Now, a full page newspaper ad costs about $600. Rick gave me multiple pages to run the proposals.
2) Our local high schools are afforded the opportunity to run a full page "newspaper" in The People-Sentinel each week, if the students choose to take it. Barnwell High has taken the most advantage of it. If any other newspaper in the country provides similar space, I'd imagine that it's done at charge. Barnwell High had more than 30 such pages last year, and is on pace to meet or beat that number this year. Williston-Elko and Blackville-Hilda High Schools did pages after the yearbook is completed. Jefferson Davis Academy wants in now. Allendale-Fairfax High School wants in.

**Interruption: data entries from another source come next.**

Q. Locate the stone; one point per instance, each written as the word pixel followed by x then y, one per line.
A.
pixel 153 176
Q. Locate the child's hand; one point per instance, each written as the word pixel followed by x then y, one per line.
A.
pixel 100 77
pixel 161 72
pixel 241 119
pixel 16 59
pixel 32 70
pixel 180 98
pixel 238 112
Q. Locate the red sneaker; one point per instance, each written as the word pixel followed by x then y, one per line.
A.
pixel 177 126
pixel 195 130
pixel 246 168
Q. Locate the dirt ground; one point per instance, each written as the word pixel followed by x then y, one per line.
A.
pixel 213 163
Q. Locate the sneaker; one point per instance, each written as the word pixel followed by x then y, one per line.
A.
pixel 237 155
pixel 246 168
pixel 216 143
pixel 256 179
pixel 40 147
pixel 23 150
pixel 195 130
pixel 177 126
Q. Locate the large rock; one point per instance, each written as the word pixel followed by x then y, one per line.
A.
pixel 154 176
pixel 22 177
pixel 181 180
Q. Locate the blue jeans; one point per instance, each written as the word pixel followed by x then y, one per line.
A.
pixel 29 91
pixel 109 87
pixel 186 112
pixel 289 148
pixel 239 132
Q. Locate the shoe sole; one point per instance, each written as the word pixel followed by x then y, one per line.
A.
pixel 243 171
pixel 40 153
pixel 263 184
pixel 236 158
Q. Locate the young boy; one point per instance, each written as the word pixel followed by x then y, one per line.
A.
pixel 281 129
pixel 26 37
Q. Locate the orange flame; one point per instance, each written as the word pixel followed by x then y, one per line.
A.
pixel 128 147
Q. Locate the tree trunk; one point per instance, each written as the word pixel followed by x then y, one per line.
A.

We scan photos, provide some paper and a little technical advice, but we don't produce these pages. The students do. But this was Rick's idea, and what he's doing is giving away a piece of the newspaper that would make him money if ads were on it. It's an amazing bit of community service for which Rick has never gotten thanks or credit.

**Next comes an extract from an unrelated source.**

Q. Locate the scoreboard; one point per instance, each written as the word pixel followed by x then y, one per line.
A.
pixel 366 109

3) During the Bicentennial Year, we went all out. We usually have two color pics on our A fronts, maybe three on our community fronts. Color photos require extra time and effort, and cost an arm and a leg. The Bicentennial parade was featured on our Community Section front page with more than 30 color pictures. That many pictures on a weekly's page is rare. That many pics is unheard of. As good as that was, we beat it. We had a color Community front on the downtown the Fourth of July stuff, and a color Community page on the fireworks. I thought our Bicentennial coverage was extraordinary for any newspaper of any size, yet our coverage was barely mentioned, then quickly dismissed, at the Bicentennial Closing Ceremony.
4) Rick's most impressive thing, to me, was just letting me tell one story. I covered a murder trial that ended earlier than expected. The story would have lost its impact if we pieced it out over weeks. I stayed up 36 hours straight, and in the end, handed Rick three full pages of stories, complete with photos, detailing a murder, its effects on a family and on why the trial ended the way it did. It was a good story, worth telling, but I still thought Rick would say it was too much. But Rick gave me the space to tell it. He even let me go home and get a couple of hours rest before I had to come back and do the rest of the news section.

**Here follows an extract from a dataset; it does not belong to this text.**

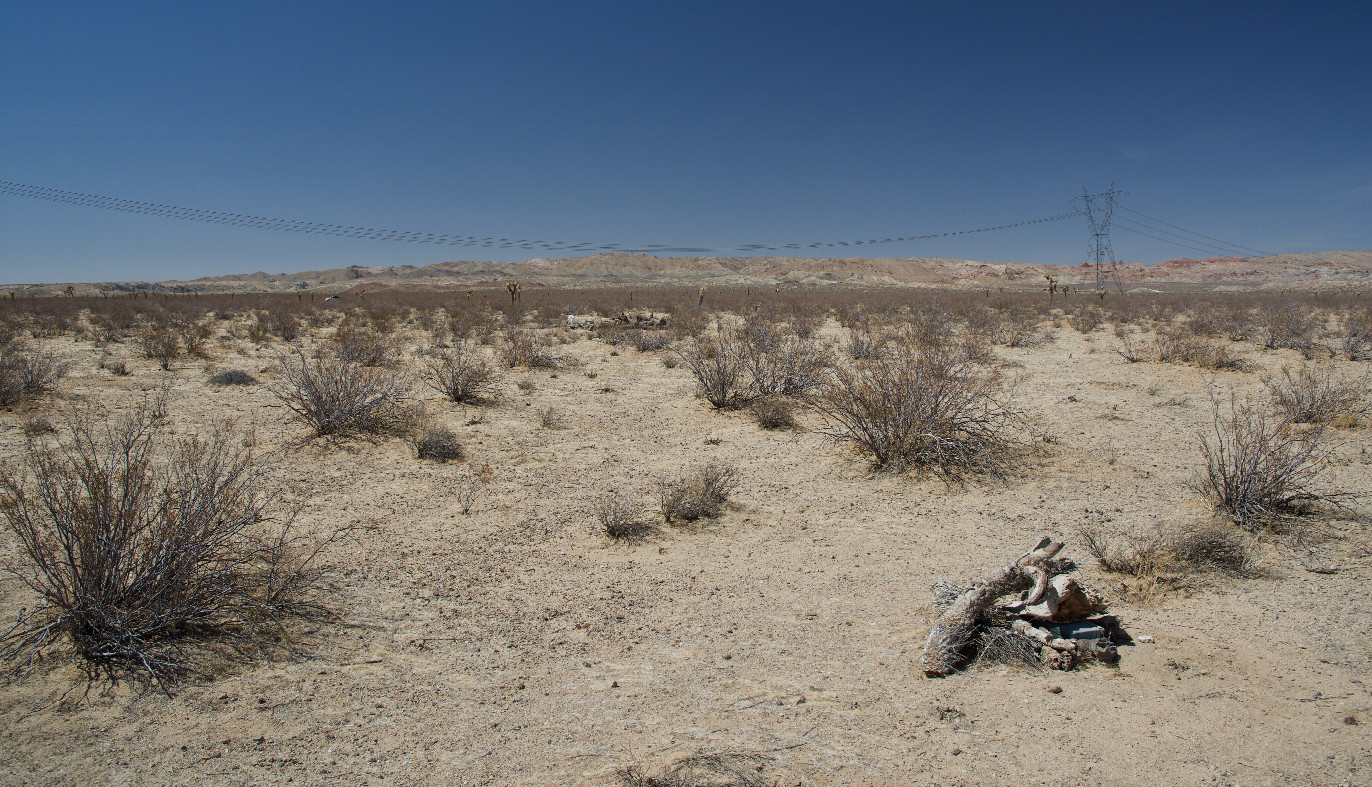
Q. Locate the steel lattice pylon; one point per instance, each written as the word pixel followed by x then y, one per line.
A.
pixel 1098 210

The thing was, he listened when we told him what we needed, but he never deferred to our judgment. It was always his decision.
Rick Bacon has given out color pages and full pages, even though it hit him in his wallet. It cost him a little, but it was always in the best interests of our readers. He's not just a marketer, and he's certainly not an ignorant hillbilly.
Rick Bacon is a journalist. It's the highest praise I know to give.
Barnwell is losing a talented journalist.

Do you understand why I want this to be an Irish wake?